Another data point: I participate in the National Weight Control Registry because I lost thirty pounds and kept it off for over a year. I was very excited to participate in this study. The first thing to throw me off was when they sent back a questionnaire I had filled out. They didn't care for some of my answers. One was how many flights of stair do you climb a day, and I said 20 or more. They seemed to find that incomprehensible. I'm still a little surprised that this was outside their reasonable range. Between laundry in the basement, kitchen/TV on the main floor and bedrooms/office upstairs, that was a _low_ estimate. But the most obnoxious part was the section where they ask about future goals pertaining to weight. I said I planned on getting pregnant and anticipated I would gain a substantial, unknown amount of weight with that pregnancy, and that I would apply the techniques I had used in the past afterwards to achieve and maintain an appropriate weight. They insisted I fill out that section as if I were not planning on getting pregnant. Who does _that_ help?

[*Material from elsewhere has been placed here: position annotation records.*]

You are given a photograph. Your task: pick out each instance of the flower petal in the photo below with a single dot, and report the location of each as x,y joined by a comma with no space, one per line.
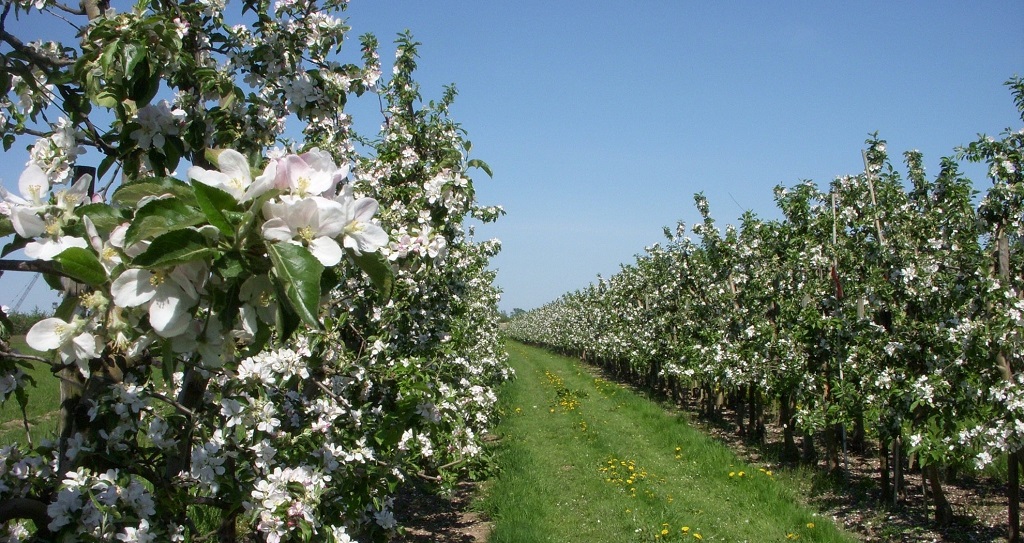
47,334
326,250
133,288
34,184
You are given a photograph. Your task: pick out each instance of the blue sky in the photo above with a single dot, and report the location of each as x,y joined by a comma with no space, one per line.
600,120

Kolota's book -- and others like it that have shown up over the last few years -- are putting good information out there that can be genuinely helpful. But it would be so much more helpful if people could really manage to make the connection between daily physical activity/exercise (a minimum of 2000 calories/per week) and the experience of appetite and its impact on weight management. If you aren't getting that minimum of 2000/week (about 300/day, or a three mile walk on level ground for most people), your appetite mechanism will work differently than people who _are_ getting that minimum. Right now, people treat exercise as a way to burn calories (which it does do, but so does sleeping. And farting. And everything.), when what it really is is a crucial part of maintaining basal health. If you treat that minimum as weight maintenance (therefore not getting that much exercise means you'll trend up), and exercise over and above that as contributing to weight loss, we'll see much better results for exercise-as-a-weight-management tool. Of course, we also have to take the body composition thing seriously. While you are converting fat to muscle, you can't really expect to be losing a lot on the scale, but it should be detectable somewhere.